Isto é um pensamento solitário, uma elucubração apenas. Por que as pessoas chegam à nossa tela, dão-nos o vigor
e o calor de suas presenças e de repente vão embora ou silenciam?
Esta Rede é infinitamente grande. Nem que fôssemos polvos
estendendo nossos braços em todas as direções,
não abarcaríamos (nem abraçaríamos) todos os seres
que vão desfilando em nossas telas diariamente.
Só que há pessoas e PESSOAS.
Meu coração distingue (ou talvez eu pense
que saiba distinguir), pessoas de PESSOAS.
Algumas me parecem especiais pelo que escrevem,
pelo que sentem, pelo que pensam. Tomo-me de afeto por elas,
falo-lhes direto do meu coração. Diga-se de passagem,
meu coração nunca foi uma porta entreaberta.
Tenho um coração de portas escancaradas
e nenhuma vontade de ser diferente.
Ainda que todo o mundo me diga que devo mudar,
mesmo diante de todas as evidências e diante
de toda a atávica sabedoria que exorta à prudência
nos intercmbios humanos, eu não saberia ser diferente do que sou.
Assumo as consequências de carregar um coração assim.
Dizem que sou ingênua.
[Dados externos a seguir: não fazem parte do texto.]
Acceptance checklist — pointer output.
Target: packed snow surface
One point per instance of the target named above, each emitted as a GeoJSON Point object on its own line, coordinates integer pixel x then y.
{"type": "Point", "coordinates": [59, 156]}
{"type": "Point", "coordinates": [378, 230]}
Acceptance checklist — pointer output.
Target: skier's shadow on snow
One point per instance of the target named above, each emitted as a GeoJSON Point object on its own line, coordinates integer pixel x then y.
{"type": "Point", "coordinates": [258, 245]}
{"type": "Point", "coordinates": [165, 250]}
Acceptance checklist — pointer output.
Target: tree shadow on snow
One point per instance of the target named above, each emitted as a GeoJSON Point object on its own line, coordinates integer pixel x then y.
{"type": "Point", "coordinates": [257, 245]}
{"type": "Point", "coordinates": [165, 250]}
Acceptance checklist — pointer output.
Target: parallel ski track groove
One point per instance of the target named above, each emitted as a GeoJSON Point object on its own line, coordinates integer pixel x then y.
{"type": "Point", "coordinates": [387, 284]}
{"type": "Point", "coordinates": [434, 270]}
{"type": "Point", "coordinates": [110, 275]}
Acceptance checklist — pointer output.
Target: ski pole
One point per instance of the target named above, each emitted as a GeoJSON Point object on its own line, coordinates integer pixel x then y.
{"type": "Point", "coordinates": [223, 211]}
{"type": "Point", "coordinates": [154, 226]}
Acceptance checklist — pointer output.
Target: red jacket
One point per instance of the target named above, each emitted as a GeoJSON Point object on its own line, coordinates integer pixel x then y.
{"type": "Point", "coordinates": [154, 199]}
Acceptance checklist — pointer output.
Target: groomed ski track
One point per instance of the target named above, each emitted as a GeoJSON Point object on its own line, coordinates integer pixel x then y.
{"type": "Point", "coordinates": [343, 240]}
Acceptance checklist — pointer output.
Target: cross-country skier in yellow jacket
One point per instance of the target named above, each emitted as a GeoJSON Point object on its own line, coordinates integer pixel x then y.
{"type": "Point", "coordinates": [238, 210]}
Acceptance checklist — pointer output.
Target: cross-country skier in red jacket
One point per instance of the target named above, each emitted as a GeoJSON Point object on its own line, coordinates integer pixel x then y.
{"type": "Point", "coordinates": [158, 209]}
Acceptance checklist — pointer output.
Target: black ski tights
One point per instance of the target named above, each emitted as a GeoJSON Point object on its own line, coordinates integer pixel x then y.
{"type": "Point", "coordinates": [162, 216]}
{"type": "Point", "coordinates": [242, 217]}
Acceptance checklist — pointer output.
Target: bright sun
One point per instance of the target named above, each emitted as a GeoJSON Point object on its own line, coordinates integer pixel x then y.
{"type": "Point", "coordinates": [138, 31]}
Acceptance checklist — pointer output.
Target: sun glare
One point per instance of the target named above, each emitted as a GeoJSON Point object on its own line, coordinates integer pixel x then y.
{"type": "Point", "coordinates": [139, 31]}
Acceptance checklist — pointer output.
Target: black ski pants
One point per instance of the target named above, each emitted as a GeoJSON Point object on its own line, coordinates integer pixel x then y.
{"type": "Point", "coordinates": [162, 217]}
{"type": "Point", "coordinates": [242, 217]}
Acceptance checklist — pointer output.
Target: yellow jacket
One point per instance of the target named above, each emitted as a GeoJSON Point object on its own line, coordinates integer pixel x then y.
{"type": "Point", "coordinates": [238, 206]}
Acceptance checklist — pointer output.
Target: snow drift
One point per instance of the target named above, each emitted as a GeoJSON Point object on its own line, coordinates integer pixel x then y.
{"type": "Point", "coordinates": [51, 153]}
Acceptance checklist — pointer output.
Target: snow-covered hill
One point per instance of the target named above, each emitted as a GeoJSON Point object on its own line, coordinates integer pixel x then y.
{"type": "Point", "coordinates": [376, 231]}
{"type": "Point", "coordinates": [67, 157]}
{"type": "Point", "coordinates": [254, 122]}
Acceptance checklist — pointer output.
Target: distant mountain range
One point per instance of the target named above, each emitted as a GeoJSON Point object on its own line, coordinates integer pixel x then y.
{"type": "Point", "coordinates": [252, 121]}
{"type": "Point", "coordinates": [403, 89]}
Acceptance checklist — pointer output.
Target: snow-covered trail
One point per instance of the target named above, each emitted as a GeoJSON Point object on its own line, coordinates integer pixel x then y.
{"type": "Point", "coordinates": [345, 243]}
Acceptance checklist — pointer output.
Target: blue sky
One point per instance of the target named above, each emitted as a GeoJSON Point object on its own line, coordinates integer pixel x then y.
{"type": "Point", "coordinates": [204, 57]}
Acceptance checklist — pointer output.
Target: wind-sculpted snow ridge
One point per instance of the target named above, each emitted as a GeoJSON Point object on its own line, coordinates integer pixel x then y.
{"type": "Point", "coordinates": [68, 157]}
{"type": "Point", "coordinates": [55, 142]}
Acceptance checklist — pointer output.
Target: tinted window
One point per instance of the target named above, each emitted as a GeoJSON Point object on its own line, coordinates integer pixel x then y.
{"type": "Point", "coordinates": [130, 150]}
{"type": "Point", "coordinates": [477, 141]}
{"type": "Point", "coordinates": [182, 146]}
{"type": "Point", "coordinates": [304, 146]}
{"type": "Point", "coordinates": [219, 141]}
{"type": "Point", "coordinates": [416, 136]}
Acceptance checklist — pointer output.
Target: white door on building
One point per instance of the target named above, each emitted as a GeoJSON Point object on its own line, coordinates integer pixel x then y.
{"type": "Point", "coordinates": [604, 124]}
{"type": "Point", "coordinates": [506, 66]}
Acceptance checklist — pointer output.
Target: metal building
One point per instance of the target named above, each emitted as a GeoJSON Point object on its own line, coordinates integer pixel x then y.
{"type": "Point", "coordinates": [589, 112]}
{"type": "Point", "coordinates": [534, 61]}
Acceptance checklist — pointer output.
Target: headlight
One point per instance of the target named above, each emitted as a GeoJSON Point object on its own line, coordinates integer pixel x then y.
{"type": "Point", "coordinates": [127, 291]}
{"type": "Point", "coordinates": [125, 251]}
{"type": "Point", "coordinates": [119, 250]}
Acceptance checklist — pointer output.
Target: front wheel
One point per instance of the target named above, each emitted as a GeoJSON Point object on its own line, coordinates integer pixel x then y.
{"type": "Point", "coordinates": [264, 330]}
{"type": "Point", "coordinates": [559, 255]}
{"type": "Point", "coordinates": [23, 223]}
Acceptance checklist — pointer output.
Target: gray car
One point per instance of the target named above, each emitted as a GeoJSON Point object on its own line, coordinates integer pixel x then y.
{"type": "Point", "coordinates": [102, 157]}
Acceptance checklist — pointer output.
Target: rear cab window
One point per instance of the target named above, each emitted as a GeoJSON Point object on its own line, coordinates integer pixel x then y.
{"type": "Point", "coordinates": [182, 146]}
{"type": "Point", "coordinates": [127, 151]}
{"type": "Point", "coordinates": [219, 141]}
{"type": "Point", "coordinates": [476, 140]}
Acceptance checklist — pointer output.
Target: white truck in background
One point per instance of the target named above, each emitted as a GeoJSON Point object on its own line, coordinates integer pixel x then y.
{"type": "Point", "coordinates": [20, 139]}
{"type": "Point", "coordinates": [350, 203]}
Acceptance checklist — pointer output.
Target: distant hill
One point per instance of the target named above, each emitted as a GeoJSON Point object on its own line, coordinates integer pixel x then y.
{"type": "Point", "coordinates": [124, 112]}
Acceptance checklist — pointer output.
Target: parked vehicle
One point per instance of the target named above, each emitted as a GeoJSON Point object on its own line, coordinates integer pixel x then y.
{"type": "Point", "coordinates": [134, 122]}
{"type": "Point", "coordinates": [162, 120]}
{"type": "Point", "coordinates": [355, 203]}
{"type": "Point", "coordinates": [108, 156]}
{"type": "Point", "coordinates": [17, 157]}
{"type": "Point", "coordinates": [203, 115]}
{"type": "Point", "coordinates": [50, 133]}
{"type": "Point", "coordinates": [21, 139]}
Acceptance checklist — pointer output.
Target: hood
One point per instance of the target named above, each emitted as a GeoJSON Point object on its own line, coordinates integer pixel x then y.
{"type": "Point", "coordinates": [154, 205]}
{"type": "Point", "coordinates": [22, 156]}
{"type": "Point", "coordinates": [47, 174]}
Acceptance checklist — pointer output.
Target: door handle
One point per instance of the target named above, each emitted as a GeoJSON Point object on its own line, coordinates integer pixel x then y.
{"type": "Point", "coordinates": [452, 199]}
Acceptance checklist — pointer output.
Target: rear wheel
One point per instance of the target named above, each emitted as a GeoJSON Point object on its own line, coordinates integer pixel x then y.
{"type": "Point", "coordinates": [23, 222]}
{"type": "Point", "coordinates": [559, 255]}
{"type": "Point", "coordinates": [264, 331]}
Ah...quantas vezes já ouvi isto!
Assumo também as alegrias infindas de carregar uma alma emocionada,
que crê totalmente no outro e na mais pura das suas intenções,
quando aporta em minha tela.
Você que está lendo estas linhas escritas ao léu e,
se um dia chegou até mim na condição de Pessoa e não de pessoa,
pergunte-se se tem sido para mim uma pessoa ou uma PESSOA.
E se porventura isto soar a você como cobrança ou mesmo aborrecê-lo
é porque você é pessoa. Então não precisa retornar. Não preciso de multidões.
Mas, se ao ler estas linhas, sentir que desertou sem explicação,
retorne de coração aberto, com um sonoro e caloroso "Oi"
... para que eu não pense que você está doente, sobrecarregado
ou em dificuldades (e se assim for, antecipadamente peço seu perdão).
Para que eu não pense que você teve apenas um momento
de fugaz arrebatamento quando cá esteve (virtualmente) pela última vez.
Para que eu não pense que você apenas usou-me para um determinado fim.
Para que eu não pense que lhe fiz algum mal ou o desapontei de alguma forma.
Para que eu não pense que você morreu e acima de tudo,
para que eu não fique com a certeza de ter morrido ou secado dentro do seu coração.
Registro aqui o meu repúdio aos relacionamentos vazios
que a Rede enseja, onde prevalece o total descompromisso
para com o outro ser na outra ponta da linha. Onde,
num dia somos coroados para em seguida sermos esquecidos.
Onde a troca nunca vai além de e-mails, a princípio pessoais,
depois frívolos repasses e por fim, nem isso. Onde sonhar com a presença das Pessoas (que nos cativaram)
adentrando o nosso mundo real é quase utopia.
Há alguns anos levei um choque quando a professora de meu filho
, como reprimenda, trancou no armário da escola o seu bichinho "virtual"
e no dia seguinte ele estava morto. Embora fosse apenas um brinquedo de plástico,
foi o primeiro contato que meu filho teve com a morte.
Para ele, aquilo não era virtual. Suas lágrimas (e as minhas) foram reais.
E se todas as afeições virtuais que distribuo de forma real,
estão fadadas ao mesmo inócuo e fugaz destino,
se todas as pessoas que conheço neste admirável mundo novo
de impulsos elétricos, carregam este divisor de águas qual um estigma,
restam-me duas escolhas: desertar ou permanecer.
Caso eu permaneça, terei que desenvolver um lado que jamais imaginei ser possível: MEU LADO CIBERNÉTICO.
Serei uma estranha sereia, metade humana metade máquina,
lidando com iguais sereias ou com estranhos centauros, metade homens metade robôs.
Concedo-lhe o direito de discordar de mim. Até torço
para que você discorde e me escreva. Ao menos saberei que você está vivo.